Publication year - 2006
Publication title -
water resources research
Language(s) - English
Resource type - Journals
SCImago Journal Rank - 1.863
H-Index - 217
eISSN - 1944-7973
pISSN - 0043-1397
DOI - 10.1029/2006wr005097
Subject(s) - ground penetrating radar , water content , layering , remote sensing , optics , radar , inversion (geology) , frequency domain , surface wave , environmental science , materials science , geology , physics , engineering , mathematics , geotechnical engineering , telecommunications , paleontology , mathematical analysis , botany , structural basin , biology
We analyze the common surface reflection and full‐wave inversion methods to retrieve the soil surface dielectric permittivity and correlated water content from air‐launched ground‐penetrating radar (GPR) measurements. In the full‐wave approach, antenna effects are filtered out from the raw radar data in the frequency domain, and full‐wave inversion is performed in the time domain, on a time window focused on the surface reflection. Synthetic experiments are performed to investigate the most critical hypotheses on which both techniques rely, namely, the negligible effects of the soil electric conductivity ( σ ) and layering.
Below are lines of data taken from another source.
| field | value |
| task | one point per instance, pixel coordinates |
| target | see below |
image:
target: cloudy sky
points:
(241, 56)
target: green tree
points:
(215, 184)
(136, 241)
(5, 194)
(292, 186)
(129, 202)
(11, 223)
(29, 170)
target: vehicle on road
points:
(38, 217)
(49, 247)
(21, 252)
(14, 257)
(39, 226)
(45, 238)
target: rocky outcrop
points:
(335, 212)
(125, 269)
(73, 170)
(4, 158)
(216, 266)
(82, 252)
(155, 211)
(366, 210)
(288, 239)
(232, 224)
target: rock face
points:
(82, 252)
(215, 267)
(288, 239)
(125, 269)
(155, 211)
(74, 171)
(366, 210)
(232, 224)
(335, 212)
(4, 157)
In the frequency range 1–2 GHz we show that for σ > 0.1 Sm −1 , significant errors are made on the estimated parameters, e.g., an absolute error of 0.10 in water content may be observed for σ = 1 Sm −1 . This threshold is more stringent with decreasing frequency. Contrasting surface layering may proportionally lead to significant errors when the thickness of the surface layer is close to one fourth the wavelength in the medium, which corresponds to the depth resolution. Absolute errors may be >0.10 in water content for large contrasts. Yet we show that full‐wave inversion presents valuable advantages compared to the common surface reflection method. First, filtering antenna effects may prevent absolute errors >0.04 in water content, depending of the antenna height. Second, the critical reference measurements above a perfect electric conductor (PEC) are not required, and the height of the antenna does not need to be known a priori. This averts absolute errors of 0.02–0.09 in water content when antenna height differences of 1–5 cm occur between the soil and the PEC. A laboratory experiment is finally presented to analyze the stability of the estimates with respect to actual measurement and modeling errors. While the conditions were particularly well suited for applying the common reflection method, better results were obtained using full‐wave inversion.